Zum anderen ist die Wurzel des Toponyms „Elend“ althochdeutschen Ursprungs, wie die Aufstellung in Tafel 1 zeigt. Orts- bzw. Flurnamen mit „Elend“ entstammen also nicht der Kleriker- oder Gelehrtensprache Latein, sondern der allgemeinen Landessprache mit der aus Tafel 1 ersichtlichen Bedeutung, nämlich im Sinne von fremdem, anderem, abgelegenem, d.h. außerhalb der gewohnten, sicheren, heimatlichen Umgebung liegendem Land. Dies klingt auch im sog. Innsbrucklied aus dem Spätmittelalter an:
"Y(nn)sbruck- ich muß dich lassen
ich far do hin mein strassen
in fremde landt do hin
mein freud ist mir genomen
die ich nit weiß bekummen
wo ich im elend bin..."[2]
Die beiden letzten Zeilen:
„die (Freude, die) ich nit weiß (kann) bekummen
wo ich im elend (in der Fremde) bin“
sind inhaltlich gewissermaßen die Wiederholung der vorhergehenden beiden Zeilen mit anderen Worten, verbunden mit einem Zeilentausch:
„in (das) fremde landtdo hin (fahre ich)
mein freud ist mir (dort) genommen“
Diese Versform ist in der Art von Refrain-Wiederholungen noch heute üblich. Sie ergibt im Innsbruck-Lied nur dann einen Sinn, wenn eben „im elend“ für „in der Fremde“ steht. Daher ist es sehr wahrscheinlich, dass heutige Orts- und Flurnamen mit „Elend“ oder „das Elend“ nicht auf eine notleidende Siedlung, sondern eher auf einen abgelegenen Rastplatz für mittelalterliche Reisende, insbesondere Fuhrleute, im Wildland, also in der Fremde hindeuten.

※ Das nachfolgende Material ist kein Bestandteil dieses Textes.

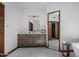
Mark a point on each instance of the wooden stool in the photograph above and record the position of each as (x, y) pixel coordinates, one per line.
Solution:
(66, 51)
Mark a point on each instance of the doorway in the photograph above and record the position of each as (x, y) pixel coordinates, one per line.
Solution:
(54, 30)
(1, 29)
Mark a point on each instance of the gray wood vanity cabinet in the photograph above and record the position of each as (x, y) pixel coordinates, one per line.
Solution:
(31, 40)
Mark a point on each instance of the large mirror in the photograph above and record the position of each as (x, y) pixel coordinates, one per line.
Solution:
(34, 25)
(54, 30)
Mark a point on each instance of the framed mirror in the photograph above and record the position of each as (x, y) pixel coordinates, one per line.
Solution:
(34, 25)
(54, 30)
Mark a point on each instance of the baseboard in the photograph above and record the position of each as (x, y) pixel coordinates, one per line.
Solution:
(3, 55)
(66, 51)
(12, 50)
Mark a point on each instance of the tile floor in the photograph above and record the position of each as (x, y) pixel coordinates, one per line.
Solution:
(36, 52)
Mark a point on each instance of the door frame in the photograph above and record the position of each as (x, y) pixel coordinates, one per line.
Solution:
(59, 28)
(1, 54)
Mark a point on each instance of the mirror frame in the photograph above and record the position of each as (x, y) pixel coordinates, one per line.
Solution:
(59, 28)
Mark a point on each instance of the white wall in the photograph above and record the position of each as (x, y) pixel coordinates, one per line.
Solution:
(16, 22)
(25, 21)
(12, 17)
(69, 25)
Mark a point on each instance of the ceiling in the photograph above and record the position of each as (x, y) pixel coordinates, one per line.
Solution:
(31, 5)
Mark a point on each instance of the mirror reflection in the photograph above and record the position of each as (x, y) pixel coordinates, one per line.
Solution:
(53, 30)
(34, 25)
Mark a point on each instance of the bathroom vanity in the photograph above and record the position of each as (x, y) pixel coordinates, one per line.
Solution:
(31, 40)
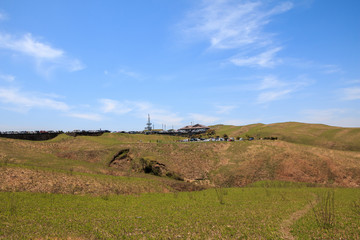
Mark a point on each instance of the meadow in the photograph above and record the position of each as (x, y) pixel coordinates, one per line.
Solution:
(255, 212)
(122, 186)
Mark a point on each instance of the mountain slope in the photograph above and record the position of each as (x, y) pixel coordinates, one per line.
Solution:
(309, 134)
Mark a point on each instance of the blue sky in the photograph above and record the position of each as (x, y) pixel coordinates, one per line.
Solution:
(68, 65)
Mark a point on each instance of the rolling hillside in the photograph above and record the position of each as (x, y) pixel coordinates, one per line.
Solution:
(302, 133)
(123, 163)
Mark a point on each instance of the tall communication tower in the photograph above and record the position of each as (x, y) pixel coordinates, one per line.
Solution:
(148, 124)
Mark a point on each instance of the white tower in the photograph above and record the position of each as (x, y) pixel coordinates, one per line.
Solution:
(148, 124)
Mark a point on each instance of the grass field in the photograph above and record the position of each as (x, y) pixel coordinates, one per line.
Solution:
(120, 186)
(256, 212)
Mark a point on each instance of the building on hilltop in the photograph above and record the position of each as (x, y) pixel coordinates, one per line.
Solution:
(148, 124)
(197, 128)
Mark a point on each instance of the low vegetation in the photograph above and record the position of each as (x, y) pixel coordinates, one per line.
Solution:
(129, 186)
(242, 213)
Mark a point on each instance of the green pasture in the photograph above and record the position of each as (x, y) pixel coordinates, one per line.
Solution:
(256, 212)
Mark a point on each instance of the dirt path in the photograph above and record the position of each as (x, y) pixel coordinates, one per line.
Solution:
(285, 227)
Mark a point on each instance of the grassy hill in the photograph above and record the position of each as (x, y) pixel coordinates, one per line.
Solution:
(125, 163)
(294, 132)
(121, 186)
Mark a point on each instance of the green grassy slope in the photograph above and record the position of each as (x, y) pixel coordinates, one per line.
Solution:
(242, 213)
(309, 134)
(204, 163)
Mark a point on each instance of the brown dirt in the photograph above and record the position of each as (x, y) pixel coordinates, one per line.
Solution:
(285, 226)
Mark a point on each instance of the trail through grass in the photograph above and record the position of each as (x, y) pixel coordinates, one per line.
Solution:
(246, 213)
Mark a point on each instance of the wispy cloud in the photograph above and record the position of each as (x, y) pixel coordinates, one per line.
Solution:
(47, 58)
(270, 96)
(330, 69)
(265, 59)
(25, 101)
(333, 116)
(7, 78)
(351, 93)
(204, 119)
(3, 16)
(232, 24)
(240, 122)
(86, 116)
(272, 89)
(224, 109)
(237, 25)
(140, 109)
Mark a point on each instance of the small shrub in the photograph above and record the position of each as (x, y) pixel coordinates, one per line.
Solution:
(325, 211)
(220, 194)
(356, 208)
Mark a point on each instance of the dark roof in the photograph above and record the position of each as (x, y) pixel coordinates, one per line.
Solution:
(193, 127)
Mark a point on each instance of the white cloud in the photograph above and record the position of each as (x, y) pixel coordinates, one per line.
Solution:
(140, 109)
(232, 24)
(351, 93)
(265, 59)
(47, 58)
(269, 96)
(237, 25)
(203, 119)
(3, 16)
(272, 89)
(86, 116)
(271, 82)
(112, 106)
(224, 109)
(333, 117)
(241, 122)
(7, 78)
(330, 69)
(129, 73)
(25, 101)
(29, 46)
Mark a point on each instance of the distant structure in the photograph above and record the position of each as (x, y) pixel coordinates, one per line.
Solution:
(197, 128)
(148, 124)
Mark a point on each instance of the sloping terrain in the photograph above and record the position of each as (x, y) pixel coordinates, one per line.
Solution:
(308, 134)
(123, 163)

Damit sich Örtlichkeiten im Wildland als Rastplätze an Verkehrswegen eignen, müssen sie gewisse verkehrslogistische und geomorphologische Voraussetzungen erfüllen. Hierauf hat bereits REUTER /18/ für Rastplätze mit Namen „Zuckmantel“ hingewiesen. Solche Voraussetzungen sind insbesondere:
a) Der Platz muss über eine hinreichende Frischwasserquelle in unmittelbarer Nähe verfügen.
b) Die Örtlichkeit sollte hinreichend eben sein und wenigstens die Größe von ca. 1ha, d.h. eines heutigen Fußballfeldes besitzen, um Schlafplätze für die Reisenden einrichten, Lagerfeuer betreiben sowie Saum-, Reit- und/oder Zugtiere weiden lassen und Karren oder Wagen abstellen zu können.